200-300 yıllık el yazması
“Konya-Meram’da seyyar satıcılık yaparak geçimini sağlayan 41 yaşındaki M. Ç., evine giderken bir çöplükte ilkokul ders kitapları olduğunu fark etti. Kitapları geri dönüşüm firmalarına satmak için toplamaya başlayan M. Ç., kitapların arasında Osmanlıca yazılmış, yaprakları yıpranmış, çok eski kitaplar olduğunu gördü.

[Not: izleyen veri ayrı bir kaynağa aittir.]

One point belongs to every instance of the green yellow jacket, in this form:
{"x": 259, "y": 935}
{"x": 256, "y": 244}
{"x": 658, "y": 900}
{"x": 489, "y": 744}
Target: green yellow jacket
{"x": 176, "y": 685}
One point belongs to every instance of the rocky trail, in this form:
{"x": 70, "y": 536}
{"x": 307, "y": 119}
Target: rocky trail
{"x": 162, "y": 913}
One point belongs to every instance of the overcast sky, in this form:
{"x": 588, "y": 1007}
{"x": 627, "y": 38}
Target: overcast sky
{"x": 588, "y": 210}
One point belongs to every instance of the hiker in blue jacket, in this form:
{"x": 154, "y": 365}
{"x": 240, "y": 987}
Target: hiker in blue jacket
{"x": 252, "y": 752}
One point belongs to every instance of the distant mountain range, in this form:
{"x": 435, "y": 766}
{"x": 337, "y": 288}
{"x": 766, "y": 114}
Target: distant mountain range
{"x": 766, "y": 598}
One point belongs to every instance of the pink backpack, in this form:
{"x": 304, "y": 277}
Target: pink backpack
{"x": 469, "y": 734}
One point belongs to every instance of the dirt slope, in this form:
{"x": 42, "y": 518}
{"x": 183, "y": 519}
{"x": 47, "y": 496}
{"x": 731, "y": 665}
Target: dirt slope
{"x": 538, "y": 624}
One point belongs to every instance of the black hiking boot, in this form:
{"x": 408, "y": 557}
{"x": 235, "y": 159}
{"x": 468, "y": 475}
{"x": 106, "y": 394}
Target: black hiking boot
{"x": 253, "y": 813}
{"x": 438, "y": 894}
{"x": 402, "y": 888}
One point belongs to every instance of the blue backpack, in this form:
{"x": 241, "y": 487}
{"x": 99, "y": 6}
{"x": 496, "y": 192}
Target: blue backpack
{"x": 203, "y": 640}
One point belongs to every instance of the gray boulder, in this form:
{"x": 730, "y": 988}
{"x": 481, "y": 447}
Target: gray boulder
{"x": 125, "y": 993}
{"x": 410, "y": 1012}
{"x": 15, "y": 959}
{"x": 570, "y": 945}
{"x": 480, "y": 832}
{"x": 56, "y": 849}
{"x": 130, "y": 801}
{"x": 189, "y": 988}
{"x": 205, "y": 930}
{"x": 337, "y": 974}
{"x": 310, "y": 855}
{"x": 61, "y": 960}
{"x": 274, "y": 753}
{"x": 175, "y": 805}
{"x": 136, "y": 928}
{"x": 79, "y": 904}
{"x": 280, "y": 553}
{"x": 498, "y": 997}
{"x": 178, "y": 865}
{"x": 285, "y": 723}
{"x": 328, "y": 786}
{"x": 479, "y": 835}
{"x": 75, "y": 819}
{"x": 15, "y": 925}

M. Ç., bunun üzerine, değerli(!) olabileceğini düşünerek, kitapları Konya Bölge Yazma Eserler Kütüphanesine getirdi. 200-300 yıllık olduğu belirlenen, biri el yazması 15 kitap, yetkililer tarafından teslim alındı.” Geçen eylül ayında ajanslara düşen ve yukarıda metninin bir kısmını olduğu gibi verdiğimiz haber, tarih ve kültürümüzle olan alakamızın ne derece uzak ve çarpık olduğunun acı bir göstergesi. Sıradan bir vatandaş, muhtemelen aynı muhiti paylaştığı bir başkasının “çöp” addedip konteynıra attığı ya da attırdığı “nadir” eserleri tesadüf eseri görüyor ve belki vicdanı emrettiğinden, belki de menfaat temini için alıp Konya Bölge Yazma Eserler Kütüphanesine götürüyor.
Geçmişi bu derece lakayt ve hafif nazarla görmek zihnen ne büyük “fakr” içinde olduğumuzun işareti.